Dire que la presse n'a pas fait son boulot n'est pas tout à fait juste car il lui arrive souvent de remonter des informations sociales dramatiques. Mais ça reste des lignes d'encre sur un papier à emballer le poisson ou un fil d'actualité qui se retrouve vite au fond de la pile. Et elles sont souvent émises par des médias peu lus (comme tous les médias écrits du reste) et jamais trop par les médias visuels ou sonores.
Ce sont nos élus qui n'ont pas fait leur travail. Ni plus, ni moins. Et que je sache, quand on ne fait pas son travail, on est viré, non ?
5 De Sergio - 23/12/2018, 11:18
Encore moi... J'ai zieuté la photo "professionnelle" qui illustre l'article: ben j'ai un doute et l'EXIF correspondant montre bien un passage par Photoshop. N'étant pas abonné Flickr, je ne peux pas contacter l'auteur.
Ce que montre l'écran du smartphone de la personne de dos en 1er plan n'a pas grand chose à voir avec ce qu'il y a devant l'objectif...
Ça n'enlève rien à l'image mais ça lui rajoute un truc un peu inutile qui ne donne aucune information supplémentaire. Il y a une part de mise en scène là-dedans qui me gonfle... C'est perso bien sûr mais la photo et son traitement, c'est 25 ans de métier dans mes neurones.
À propos de manipulations de l'image, je vous renvoie à l'excellent livre, toujours disponible, d'Alain Jaubert : Le Commissariat aux archives : Les photos qui falsifient l'histoire (1992 - Éditions Barrault).
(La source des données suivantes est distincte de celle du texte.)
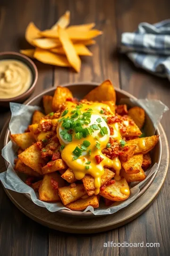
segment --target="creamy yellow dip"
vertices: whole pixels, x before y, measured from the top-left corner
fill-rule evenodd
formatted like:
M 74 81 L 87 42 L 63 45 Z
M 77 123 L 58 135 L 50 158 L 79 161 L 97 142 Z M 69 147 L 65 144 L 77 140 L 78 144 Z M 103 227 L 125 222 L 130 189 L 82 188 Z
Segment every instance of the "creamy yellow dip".
M 0 61 L 0 99 L 17 96 L 29 88 L 32 74 L 29 67 L 17 60 Z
6 De antityran - 24/12/2018, 20:35
Régime de représentation des partis contesté et en crise:ce régime n'existe que par les médias qui en sont à la fois la source de légitimité et la caisse de résonance.BFM WC & consorts aux éditocrates grassement payés (+ 20 000 euros) et pourtant fort peu éclairés sont bien un obstacle à l'expression populaire muselée notamment depuis la négation du résultat du suffrage universel survenue en 2005.Depuis lors,face à des pouvoirs représentatifs et pourtant illégitimes les multiples composantes du peuple (au sens de gouvernés)n'ont pas d'autres solutions que de s'exprimer par d'autres canaux:réseaux sociaux,assemblées générales,référendum ou consultation populaire comme celui organisé au sein de la poste et de la sncf,actions syndicales et professionnelles,interpellations d’élus ne défendant pas l’intérêt général,boycotts.L'élargissement et la revivification d’une démocratie moribonde se feront en arrachant à ces pouvoirs déconsidérés ce qui nous est dû en application de l’article 3 de la constitution (« la souveraineté nationale appartient au peuple qui l’exerce par ses représentants et par la voie du référendum »).Il va sans dire que ses représentants ne se limitent en rien aux membres du parlement.Cet article de la constitution est important car il fait de notre pays un pays démocratique.Il n’est en rien une monarchie,encore moins une tyrannie.Les actuels gouvernants de la France font pourtant mine d’ignorer la constitution :qu’ils se méfient quand même car il se pourrait bien que dans un avenir proche des comptes leur soient demandés.Les représentants de la nation n’ont aucune légitimité lorsqu’ils font exécuter des mesures violant la loi,les droits fondamentaux de la personne humaine comme l’intérêt supérieur de la nation : négation du résultat du scrutin de 2005,régime juridique de faveur appliqué à des responsables politiques tels que sarko,tron ou ferrand,dépenses fiscales inconsidérées en faveur des + fortunés,privilèges fiscaux pour les + fortunés,protection de l’Etat accordée à de puissantes banques privées convaincues de fraudes massives,liquidation et vente à la découpe du groupe industriel Alsthom,soutien inconditionnel de l’Etat accordé à des patrons voyous tels que bolloré,arnault ou ghosn,centaines d’adolescents et de militants politiques jetés en prison…etc.Ces multiples désordres & injustices qui ne sont pas dignes de la France et qui la ruinent doivent cesser.
La virulence et la violence d’une répression inédite prouvent amplement que les revendications populaires sont justifiées et légitimes.Il faut mettre un terme aux politiques néfastes qui étouffent la France depuis + de 10 ans et appliquer les mesures figurant au programme des gilets jaunes, d’urgence, dans l’intérêt de notre pays.